En déportant des prisonniers pro-Gbagbo au goulag du camp pénal de Bouaké et de la prison de Dimbokro, alors qu’il annonce les négociations, Ouattara retrouve son jeu favori. On se rappelle le début du Dialogue direct Gouvernement – FPI en 2013. « Le 17 janvier 2013, le jour même du démarrage de ce dialogue direct, le président du COJEP, Monsieur Charles Blé Goudé, ancien Ministre, très proche du Président Laurent Gbagbo et du FPI, a été arrêté, extradé manu militari et détenu jusqu’à ce jour au secret, au mépris de toutes les règes judiciaires.

Le 04 février 2013, au moment où se refermait la première phase du dialogue, l’arrestation et l’extradition de Monsieur Jean Yves Dibopieu, président de la SOAF (Solidarité Africaine) et le commandant Jean Noël Abehi, tous les deux pour avoir soutenu au nom de la légalité républicaine le président Laurent Gbagbo, et donc le Front Populaire Ivoirien au pouvoir.

Le 13 février 2013, le Gouvernement, alors qu’il est engagé dans un processus de discussion, a fixé unilatéralement la date du 21 avril 2013 pour les scrutins locaux et la clôture du dépôt des dossiers de candidature le mercredi 06 mars 2013, sans le FPI qui attendait patiemment la reprise du dialogue prévue pour la mi-février, l’excluant du coup de ces élections locales, en tournant naturellement le dos à ses préoccupations. » Et ces faits avaient amené le FPI à se retirer de ces négociations.
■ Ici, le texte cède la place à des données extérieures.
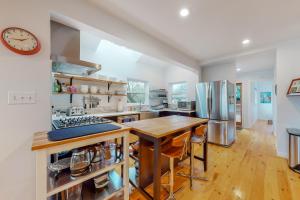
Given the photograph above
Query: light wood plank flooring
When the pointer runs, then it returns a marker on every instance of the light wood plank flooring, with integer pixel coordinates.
(248, 170)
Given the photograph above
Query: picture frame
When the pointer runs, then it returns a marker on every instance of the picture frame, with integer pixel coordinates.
(294, 88)
(265, 98)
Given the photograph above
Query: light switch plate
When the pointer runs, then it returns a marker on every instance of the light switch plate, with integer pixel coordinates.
(15, 98)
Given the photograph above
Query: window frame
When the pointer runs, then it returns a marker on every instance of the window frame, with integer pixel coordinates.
(171, 90)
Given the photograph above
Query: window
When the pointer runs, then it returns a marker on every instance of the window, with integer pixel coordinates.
(179, 92)
(137, 91)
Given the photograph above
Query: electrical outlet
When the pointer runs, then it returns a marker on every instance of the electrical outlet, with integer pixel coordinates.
(15, 98)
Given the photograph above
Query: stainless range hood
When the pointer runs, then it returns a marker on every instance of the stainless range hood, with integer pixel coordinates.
(65, 52)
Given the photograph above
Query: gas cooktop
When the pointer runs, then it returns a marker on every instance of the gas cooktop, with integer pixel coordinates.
(78, 121)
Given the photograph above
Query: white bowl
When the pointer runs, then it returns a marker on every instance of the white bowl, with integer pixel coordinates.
(84, 88)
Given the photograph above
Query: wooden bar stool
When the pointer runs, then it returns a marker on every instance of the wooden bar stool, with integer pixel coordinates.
(175, 148)
(198, 138)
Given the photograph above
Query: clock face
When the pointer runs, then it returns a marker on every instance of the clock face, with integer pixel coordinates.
(20, 41)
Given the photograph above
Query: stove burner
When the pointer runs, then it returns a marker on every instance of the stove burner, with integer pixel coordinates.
(78, 121)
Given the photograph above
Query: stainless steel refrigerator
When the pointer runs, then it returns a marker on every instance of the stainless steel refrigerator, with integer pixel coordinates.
(215, 101)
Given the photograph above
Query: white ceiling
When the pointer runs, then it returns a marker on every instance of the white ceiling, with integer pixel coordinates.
(256, 62)
(215, 28)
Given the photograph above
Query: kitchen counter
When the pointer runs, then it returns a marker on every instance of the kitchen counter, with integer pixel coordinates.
(176, 110)
(108, 114)
(41, 141)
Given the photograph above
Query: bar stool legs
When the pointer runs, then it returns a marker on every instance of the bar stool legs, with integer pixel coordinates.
(171, 192)
(192, 168)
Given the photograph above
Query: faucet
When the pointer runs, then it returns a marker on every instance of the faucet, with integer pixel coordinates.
(140, 105)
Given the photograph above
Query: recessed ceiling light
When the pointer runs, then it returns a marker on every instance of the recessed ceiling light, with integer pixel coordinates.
(184, 12)
(246, 41)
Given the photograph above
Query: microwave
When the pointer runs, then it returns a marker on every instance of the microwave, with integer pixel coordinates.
(186, 105)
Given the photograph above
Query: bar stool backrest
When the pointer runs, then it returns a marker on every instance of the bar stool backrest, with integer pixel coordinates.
(181, 141)
(201, 131)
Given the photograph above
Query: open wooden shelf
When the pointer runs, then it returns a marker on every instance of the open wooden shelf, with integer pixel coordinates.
(88, 79)
(89, 93)
(114, 187)
(64, 180)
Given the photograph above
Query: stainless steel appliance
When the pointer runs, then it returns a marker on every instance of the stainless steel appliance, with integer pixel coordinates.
(294, 149)
(216, 101)
(70, 122)
(65, 51)
(186, 105)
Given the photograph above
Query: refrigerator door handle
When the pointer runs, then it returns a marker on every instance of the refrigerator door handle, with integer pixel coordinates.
(209, 100)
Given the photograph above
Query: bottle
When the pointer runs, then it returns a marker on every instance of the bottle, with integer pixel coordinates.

N’est-ce pas l’objectif que veut atteindre encore Ouattara, en durcissant les conditions de détention des prisonniers politiques ? Il annonce un dialogue qu’il souhaite que l’opposition refuse. Pour qui Ouattara prend les Ivoiriens ?

LE DONNEUR DE LECON MAL PLACE


Il est mal placé, lui Alassane Dramane Ouattara, pour dire à l’opposition ivoirienne qu’on ne fera rien sous la menace. Il est le père de la rébellion du Mouvement patriotique de Côte d’Ivoire (MPCI). Faction rebelle dirigée alors par Soro Guillaume et devenue Forces nouvelles, qui a endeuillé et pillé la Côte d’Ivoire durant huit ans, et même jusqu’aujourd’hui, après sa dissolution officielle.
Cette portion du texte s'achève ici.